Process Plant Terminology

Process Plant Terminology


A refinery is a plant that takes crude oil as its feed or charge stock and converts it into the many petroleum products that people use; Some of these are gasoline, jet-fuel, kerosene, butane, propane, fuel oil and asphalt.


The hydrocarbon compound contains hydrogen and carbon. Hydrocarbon compounds are numerous and form the basis for petroleum products. They exist mostly as vapors and liquids but may also be solid. In general, piping systems refineries and gasoline plants transport hydrocarbons or utilities.

Gasoline Plant

The gasoline plant takes natural gas (a vapor) as its charge stock and separates the vapor’s heavier products out and re-injects the lighter gas (methane) into a pipeline or perhaps into the gas field it came from. Again gasoline, propane and butane are extracted as products. But, since a gasoline plant starts with a vapor, the heavier hydrocarbons do not exist in its charge stock; so heavier products cannot be made. Asphalt s one of the products that is classified as a heavy hydrocarbon and is not produced in a gasoline plant.

Chemical Plant

The chemical plant takes semi-refined products from refineries and gasoline plants and reprocess them, in this case it is also act as a Petrochemical plant. Sometimes blending in other products and converts them into certain chemicals which may be sold as a finished consumer product. One such product widely demanded today is plastic. Chemical plants make many ingredients in modern medicines.

Tank Farm

The tank farm is the area that contains the huge storage tanks of the refinery and gasoline or chemical plants. The tanks are usually isolated from the main processing units in case of fire. They may be 200° or more in diameter and will contain the plant’s charge stock for several days.
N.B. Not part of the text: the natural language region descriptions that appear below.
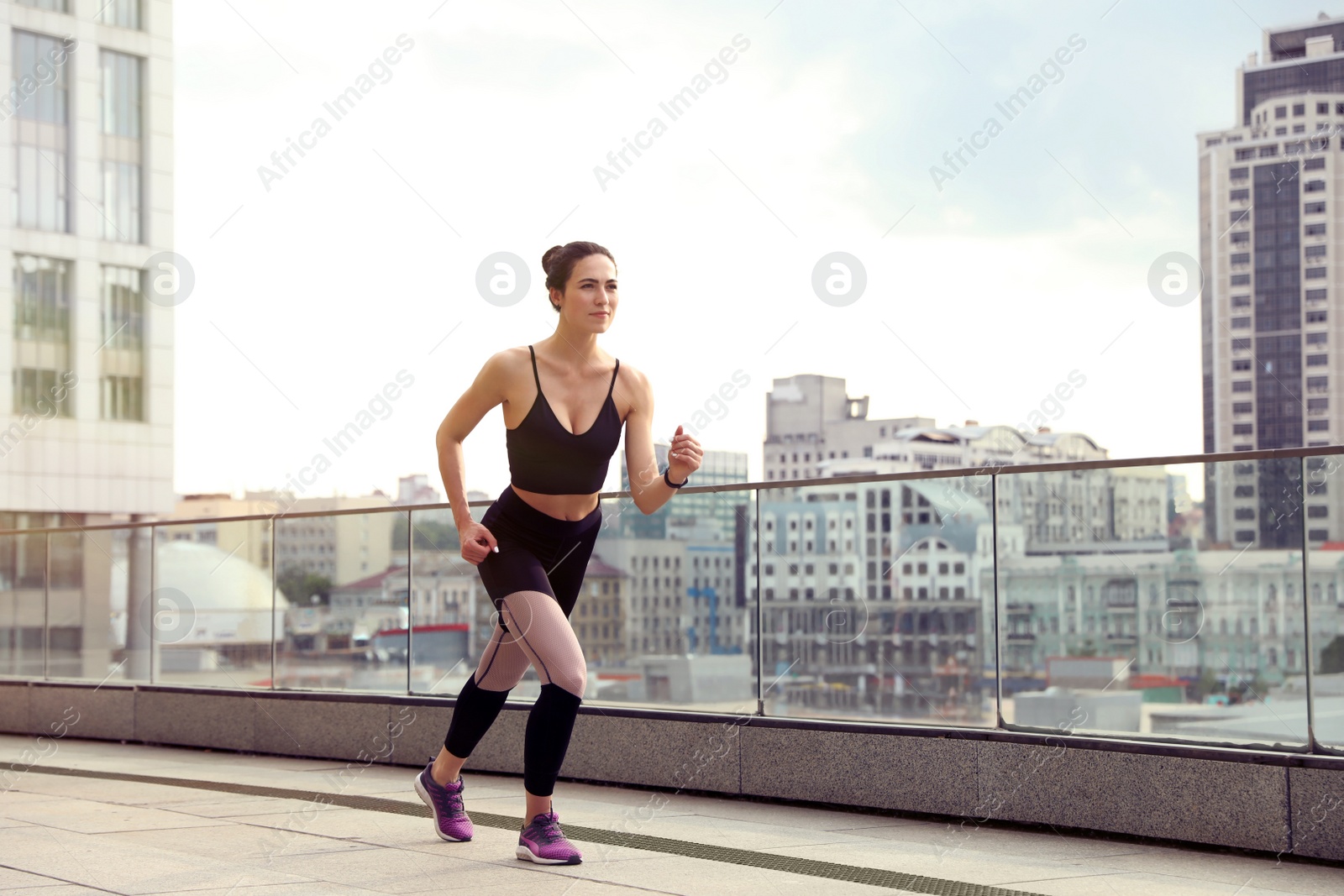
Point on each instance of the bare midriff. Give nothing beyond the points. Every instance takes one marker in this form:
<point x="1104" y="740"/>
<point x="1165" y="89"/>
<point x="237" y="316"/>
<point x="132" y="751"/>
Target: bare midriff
<point x="562" y="506"/>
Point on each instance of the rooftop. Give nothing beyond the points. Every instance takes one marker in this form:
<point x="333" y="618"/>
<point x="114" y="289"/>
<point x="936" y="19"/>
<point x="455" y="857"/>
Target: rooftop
<point x="96" y="817"/>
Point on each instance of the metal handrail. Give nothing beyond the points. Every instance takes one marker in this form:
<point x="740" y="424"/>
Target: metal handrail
<point x="764" y="485"/>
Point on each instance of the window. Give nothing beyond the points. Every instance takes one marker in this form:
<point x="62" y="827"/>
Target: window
<point x="42" y="134"/>
<point x="121" y="154"/>
<point x="124" y="13"/>
<point x="42" y="335"/>
<point x="121" y="385"/>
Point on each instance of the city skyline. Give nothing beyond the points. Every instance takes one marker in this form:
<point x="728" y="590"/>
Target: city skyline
<point x="819" y="139"/>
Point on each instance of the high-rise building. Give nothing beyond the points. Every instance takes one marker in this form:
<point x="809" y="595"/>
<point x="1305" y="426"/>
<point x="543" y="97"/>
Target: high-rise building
<point x="1268" y="186"/>
<point x="87" y="426"/>
<point x="87" y="429"/>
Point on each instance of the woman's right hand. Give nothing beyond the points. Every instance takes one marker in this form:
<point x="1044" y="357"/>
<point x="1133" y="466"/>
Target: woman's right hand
<point x="477" y="543"/>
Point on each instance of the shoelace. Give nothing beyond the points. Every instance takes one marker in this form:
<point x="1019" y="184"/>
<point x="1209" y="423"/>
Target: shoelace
<point x="449" y="799"/>
<point x="549" y="831"/>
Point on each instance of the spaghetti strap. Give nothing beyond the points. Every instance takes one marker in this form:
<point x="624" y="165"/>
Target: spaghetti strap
<point x="535" y="376"/>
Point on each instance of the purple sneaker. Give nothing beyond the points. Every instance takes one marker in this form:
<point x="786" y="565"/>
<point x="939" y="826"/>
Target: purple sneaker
<point x="450" y="821"/>
<point x="543" y="842"/>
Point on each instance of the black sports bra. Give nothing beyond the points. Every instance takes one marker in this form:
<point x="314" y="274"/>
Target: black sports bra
<point x="548" y="458"/>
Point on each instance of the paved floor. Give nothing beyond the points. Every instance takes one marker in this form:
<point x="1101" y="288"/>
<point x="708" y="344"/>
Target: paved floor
<point x="81" y="833"/>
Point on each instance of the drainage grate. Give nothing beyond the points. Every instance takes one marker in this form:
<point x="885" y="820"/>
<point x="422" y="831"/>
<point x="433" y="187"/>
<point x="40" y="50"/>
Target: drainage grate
<point x="689" y="849"/>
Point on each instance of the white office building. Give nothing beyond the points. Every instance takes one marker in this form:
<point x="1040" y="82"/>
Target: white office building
<point x="87" y="427"/>
<point x="1270" y="324"/>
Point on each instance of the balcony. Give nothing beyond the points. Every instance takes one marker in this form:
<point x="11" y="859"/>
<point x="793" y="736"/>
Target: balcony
<point x="218" y="647"/>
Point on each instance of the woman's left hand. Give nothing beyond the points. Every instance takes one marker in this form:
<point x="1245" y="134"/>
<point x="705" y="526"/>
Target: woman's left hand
<point x="685" y="456"/>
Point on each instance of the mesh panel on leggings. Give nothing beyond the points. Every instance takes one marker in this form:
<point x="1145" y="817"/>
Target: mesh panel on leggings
<point x="503" y="663"/>
<point x="546" y="638"/>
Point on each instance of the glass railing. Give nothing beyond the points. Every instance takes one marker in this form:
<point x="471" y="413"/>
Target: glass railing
<point x="1074" y="597"/>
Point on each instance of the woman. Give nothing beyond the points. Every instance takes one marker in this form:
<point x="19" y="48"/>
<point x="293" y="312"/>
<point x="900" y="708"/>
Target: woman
<point x="533" y="544"/>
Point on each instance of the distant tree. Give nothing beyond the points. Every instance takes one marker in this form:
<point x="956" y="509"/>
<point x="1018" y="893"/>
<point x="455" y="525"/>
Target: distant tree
<point x="300" y="586"/>
<point x="429" y="535"/>
<point x="1332" y="658"/>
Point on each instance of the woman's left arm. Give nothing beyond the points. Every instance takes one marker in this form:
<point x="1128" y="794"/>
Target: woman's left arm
<point x="648" y="490"/>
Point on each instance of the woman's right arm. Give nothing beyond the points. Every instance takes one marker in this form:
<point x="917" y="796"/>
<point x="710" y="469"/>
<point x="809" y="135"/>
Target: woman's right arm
<point x="481" y="396"/>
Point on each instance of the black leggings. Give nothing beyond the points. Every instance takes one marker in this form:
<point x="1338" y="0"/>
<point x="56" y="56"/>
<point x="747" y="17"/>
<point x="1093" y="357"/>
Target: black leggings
<point x="534" y="584"/>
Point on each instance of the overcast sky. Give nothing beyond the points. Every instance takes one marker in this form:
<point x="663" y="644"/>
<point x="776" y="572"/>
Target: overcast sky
<point x="318" y="284"/>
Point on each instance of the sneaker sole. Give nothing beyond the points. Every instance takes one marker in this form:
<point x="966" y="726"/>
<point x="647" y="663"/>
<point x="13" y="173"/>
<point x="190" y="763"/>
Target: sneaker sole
<point x="523" y="852"/>
<point x="420" y="789"/>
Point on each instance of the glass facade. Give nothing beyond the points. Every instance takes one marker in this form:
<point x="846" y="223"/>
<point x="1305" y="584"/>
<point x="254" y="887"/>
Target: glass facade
<point x="123" y="344"/>
<point x="40" y="107"/>
<point x="124" y="13"/>
<point x="121" y="127"/>
<point x="42" y="371"/>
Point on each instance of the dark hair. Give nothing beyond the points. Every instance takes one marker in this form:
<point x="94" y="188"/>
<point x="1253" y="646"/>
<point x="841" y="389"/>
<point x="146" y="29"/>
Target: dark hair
<point x="558" y="262"/>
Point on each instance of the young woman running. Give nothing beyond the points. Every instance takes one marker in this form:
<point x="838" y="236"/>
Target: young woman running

The tanks also store the plant’s products, until the shipment goes to the consumer.

Flare Systems

The flare system transports vapors (via a piping system) to a flare stack which is very tall and has a flame burning at the top. This system burns waste gases and also collects and burns relief valve discharges. At night the flare stack usually stands out -sending flames high into the air. This is waste gas burning. if it did not burr, it would pollute the air.


Instruments tell the operator what is happening inside a vessel or pipe. There are four basic groups of instruments, namely temperature, pressure, flow and level.


Most students may think of fluid as liquid, but it can also be a vapor. Fluid means something that will flow-something not solid. Piping directs fluid flow.